# Intermittent iptables error

## dclark13

Hi,

I use pound (http://www.apsis.ch/pound/index_html) to load balance web traffic among several different back-end web servers.  Recently I've noticed some issues in the pound logs where a connection to the back-end server timed out.  After looking into it a bit, it seems that once in a while (say ~200 times per day out of 2,000,000+ requests) iptables on the back-end server blocks a packet from the pound server.  I say this because I can see entries like the following in the logs on the back-end web servers:

```

Nov  4 03:10:11 wwwut3 [1280662.309643] RULE 5 -- DENY IN=eth0 OUT= SRC=166.70.134.196 DST=166.70.134.194 LEN=60 TOS=0x00 PREC=0x00 TTL=64 ID=65011 DF PROTO=TCP SPT=33942 DPT=80 WINDOW=5840 RES=0x00 SYN URGP=0

Nov  4 03:10:14 wwwut3 [1280665.307411] RULE 5 -- DENY IN=eth0 OUT= SRC=166.70.134.196 DST=166.70.134.194 LEN=60 TOS=0x00 PREC=0x00 TTL=64 ID=65012 DF PROTO=TCP SPT=33942 DPT=80 WINDOW=5840 RES=0x00 SYN URGP=0

Nov  4 03:10:20 wwwut3 [1280671.307415] RULE 5 -- DENY IN=eth0 OUT= SRC=166.70.134.196 DST=166.70.134.194 LEN=60 TOS=0x00 PREC=0x00 TTL=64 ID=65013 DF PROTO=TCP SPT=33942 DPT=80 WINDOW=5840 RES=0x00 SYN URGP=0

Nov  4 03:10:32 wwwut3 [1280683.307406] RULE 5 -- DENY IN=eth0 OUT= SRC=166.70.134.196 DST=166.70.134.194 LEN=60 TOS=0x00 PREC=0x00 TTL=64 ID=65014 DF PROTO=TCP SPT=33942 DPT=80 WINDOW=5840 RES=0x00 SYN URGP=0

Nov  4 03:10:56 wwwut3 [1280707.307406] RULE 5 -- DENY IN=eth0 OUT= SRC=166.70.134.196 DST=166.70.134.194 LEN=60 TOS=0x00 PREC=0x00 TTL=64 ID=65015 DF PROTO=TCP SPT=33942 DPT=80 WINDOW=5840 RES=0x00 SYN URGP=0

Nov  4 03:11:44 wwwut3 [1280755.307410] RULE 5 -- DENY IN=eth0 OUT= SRC=166.70.134.196 DST=166.70.134.194 LEN=60 TOS=0x00 PREC=0x00 TTL=64 ID=65016 DF PROTO=TCP SPT=33942 DPT=80 WINDOW=5840 RES=0x00 SYN URGP=0

```

which, to my reading, is blocking traffic that would normally be allowed by the firewall:

```

iptables --list --numeric

Chain INPUT (policy DROP)

target     prot opt source               destination

ACCEPT     all  --  0.0.0.0/0            0.0.0.0/0           state RELATED,ESTABLISHED

...

Cid43519296.0  tcp  --  0.0.0.0/0            0.0.0.0/0           tcp dpt:80 state NEW

...

RULE_5     all  --  0.0.0.0/0            0.0.0.0/0

...

Chain Cid43519296.0 (1 references)

target     prot opt source               destination

ACCEPT     all  --  166.70.134.196       0.0.0.0/0

ACCEPT     all  --  166.70.134.197       0.0.0.0/0

...

Chain RULE_5 (3 references)

target     prot opt source               destination

LOG        all  --  0.0.0.0/0            0.0.0.0/0           LOG flags 0 level 6 prefix `RULE 5 -- DENY '

DROP       all  --  0.0.0.0/0            0.0.0.0/0

```

I've swapped out the machine running pound on the front-side to no effect, and the issue occurs intermittently on all of the back-end web servers.

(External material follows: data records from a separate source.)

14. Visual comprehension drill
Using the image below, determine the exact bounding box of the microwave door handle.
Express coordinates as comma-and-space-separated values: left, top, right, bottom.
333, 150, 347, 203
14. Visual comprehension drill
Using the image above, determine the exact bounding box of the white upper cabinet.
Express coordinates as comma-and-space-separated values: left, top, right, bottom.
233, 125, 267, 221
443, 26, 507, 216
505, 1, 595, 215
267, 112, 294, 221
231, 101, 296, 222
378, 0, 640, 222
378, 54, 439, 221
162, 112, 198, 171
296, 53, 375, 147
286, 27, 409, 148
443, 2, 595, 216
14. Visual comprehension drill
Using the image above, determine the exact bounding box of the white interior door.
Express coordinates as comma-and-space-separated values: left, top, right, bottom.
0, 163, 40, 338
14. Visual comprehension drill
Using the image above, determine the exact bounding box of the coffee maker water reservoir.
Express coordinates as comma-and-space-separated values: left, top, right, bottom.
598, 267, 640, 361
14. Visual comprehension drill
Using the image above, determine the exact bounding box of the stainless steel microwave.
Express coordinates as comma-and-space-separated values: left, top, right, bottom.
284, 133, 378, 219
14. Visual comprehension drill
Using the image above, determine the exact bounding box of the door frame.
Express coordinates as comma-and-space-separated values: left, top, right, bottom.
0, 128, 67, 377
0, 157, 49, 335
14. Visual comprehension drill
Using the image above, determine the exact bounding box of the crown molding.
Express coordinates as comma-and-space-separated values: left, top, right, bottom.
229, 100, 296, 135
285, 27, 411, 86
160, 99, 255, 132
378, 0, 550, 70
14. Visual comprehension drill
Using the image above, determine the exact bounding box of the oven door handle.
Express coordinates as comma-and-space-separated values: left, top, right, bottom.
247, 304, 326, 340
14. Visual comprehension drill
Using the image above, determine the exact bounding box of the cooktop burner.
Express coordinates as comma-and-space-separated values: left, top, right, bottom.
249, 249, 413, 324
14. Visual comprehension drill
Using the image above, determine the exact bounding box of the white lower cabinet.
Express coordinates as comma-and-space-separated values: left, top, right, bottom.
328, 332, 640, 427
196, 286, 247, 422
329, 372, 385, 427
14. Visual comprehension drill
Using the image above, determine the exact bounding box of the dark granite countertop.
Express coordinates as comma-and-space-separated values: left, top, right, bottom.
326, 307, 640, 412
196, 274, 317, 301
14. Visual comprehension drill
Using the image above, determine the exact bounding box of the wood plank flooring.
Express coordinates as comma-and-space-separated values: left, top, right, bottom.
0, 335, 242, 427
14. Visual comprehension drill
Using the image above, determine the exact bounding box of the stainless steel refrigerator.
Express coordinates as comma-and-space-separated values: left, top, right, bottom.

Does anyone have any suggestions as to what to look for to help in troubleshooting this?  Any help would be much appreciated.

----------

## Hu

Based on the little bit of iptables you have provided, it would appear that sometimes the SYN packet has state INVALID, causing it not to match any of your stateful rules, and thereby allowing it to fall through to the deny rule.

----------

## dclark13

Thanks, Hu.  Okay, that makes sense, then - so iptables is not behaving improperly.  What would cause the SYN packet state to be INVALID though?  If I understand correctly, it would be the sender that would be at fault there, so the front-end load balancer is sometimes sending bad packets?  It's not hardware related, since I swapped out the machine there and still experienced the same issues, so ... kernel?  I do have a 2.6.24 kernel on those particular machines (2.6.29 and 2.6.30 on the back-end web servers).

----------

## Hu

In this context, INVALID refers to the logical state of the packet, not to its specific contents.  There are other targets for matching packets which are not well-formed.  According to man iptables: *Quote:*   

> Possible states are INVALID meaning that the packet could not be identified for some reason which  includes  running out  of  memory  and  ICMP  errors which don't correspond to any known connection

 

Since you said this is intermittent, and you have a high enough traffic load that you decided to use a load balancer, I would guess that very high traffic levels cause your backend systems to run low on memory for connection tracking.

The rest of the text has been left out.